By Bob Allen
A historically Baptist college in Georgia is launching a cutting-edge experiment that industry experts say could provide a model to help save local journalism in America. This week the New York Times business section profiled the new Mercer University Center for Collaborative Journalism.
Supported by $5.6 million in grants from the John S. and James L. Knight Foundation and the Peyton Anderson Foundation, the program combines Mercer’s journalism and media-studies programs with the professional expertise of the 186-year-old Macon Telegraph and Georgia Public Broadcasting.
Reporters and editors from the newspaper and radio station will work out of a new 12,000-square-foot journalism center on the Macon campus alongside students who will learn by doing legwork for newsroom staffs working with increasingly shrinking resources.
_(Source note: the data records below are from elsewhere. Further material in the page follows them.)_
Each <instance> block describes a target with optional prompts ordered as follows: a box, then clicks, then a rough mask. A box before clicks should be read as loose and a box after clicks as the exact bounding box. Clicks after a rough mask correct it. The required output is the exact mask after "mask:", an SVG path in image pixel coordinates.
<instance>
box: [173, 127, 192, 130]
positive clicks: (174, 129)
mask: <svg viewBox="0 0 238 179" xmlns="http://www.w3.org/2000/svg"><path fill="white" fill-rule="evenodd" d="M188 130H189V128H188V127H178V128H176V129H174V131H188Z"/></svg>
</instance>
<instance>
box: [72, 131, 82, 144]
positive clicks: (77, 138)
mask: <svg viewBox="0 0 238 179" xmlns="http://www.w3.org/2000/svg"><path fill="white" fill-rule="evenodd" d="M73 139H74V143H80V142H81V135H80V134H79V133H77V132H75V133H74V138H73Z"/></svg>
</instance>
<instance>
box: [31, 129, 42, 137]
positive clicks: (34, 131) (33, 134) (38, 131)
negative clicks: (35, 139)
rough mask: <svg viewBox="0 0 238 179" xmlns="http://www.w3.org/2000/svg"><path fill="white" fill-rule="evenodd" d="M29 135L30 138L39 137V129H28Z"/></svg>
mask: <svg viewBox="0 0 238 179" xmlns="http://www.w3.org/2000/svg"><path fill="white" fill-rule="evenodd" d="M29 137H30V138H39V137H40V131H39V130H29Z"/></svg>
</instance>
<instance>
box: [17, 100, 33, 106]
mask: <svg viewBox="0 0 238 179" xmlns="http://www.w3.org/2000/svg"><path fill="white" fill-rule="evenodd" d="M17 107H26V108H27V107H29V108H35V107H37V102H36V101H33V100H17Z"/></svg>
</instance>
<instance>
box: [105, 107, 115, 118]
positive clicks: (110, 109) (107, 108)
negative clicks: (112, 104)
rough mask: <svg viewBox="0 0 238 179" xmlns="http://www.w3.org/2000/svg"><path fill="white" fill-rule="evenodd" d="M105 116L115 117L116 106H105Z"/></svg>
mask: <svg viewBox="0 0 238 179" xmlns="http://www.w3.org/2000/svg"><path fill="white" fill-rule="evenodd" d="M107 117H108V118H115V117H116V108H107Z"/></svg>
Mercer President William Underwood describes it as applying a medical residency model to journalism, not only for education of students but in hopes of creating a model to help a struggling news industry survive.
“Just as our medical students train in teaching hospitals with live patients in real situations, Mercer journalism students will learn in a real-life multimedia newsroom through a one-of-a-kind collaboration with The Telegraph and GPB Media, on whose websites, pages and airwaves their best work will appear,” Underwood explained in a press release.
Official dedication of the Center for Collaborative Journalism is scheduled at 11:30 a.m., Sept. 28 on the first floor of the recently completed Phase II of the Lofts at Mercer Village, a $10 million mixed-use development on Mercer’s Macon campus combining retail space and loft-style apartments. Georgia Public Broadcasting’s radio and television studios are also located in Mercer Village, adjacent to the center.
The idea for Mercer Village began with a class project in 2006 about how to spur economic development in Macon, a city with 91,000 residents that is undergoing gentrification.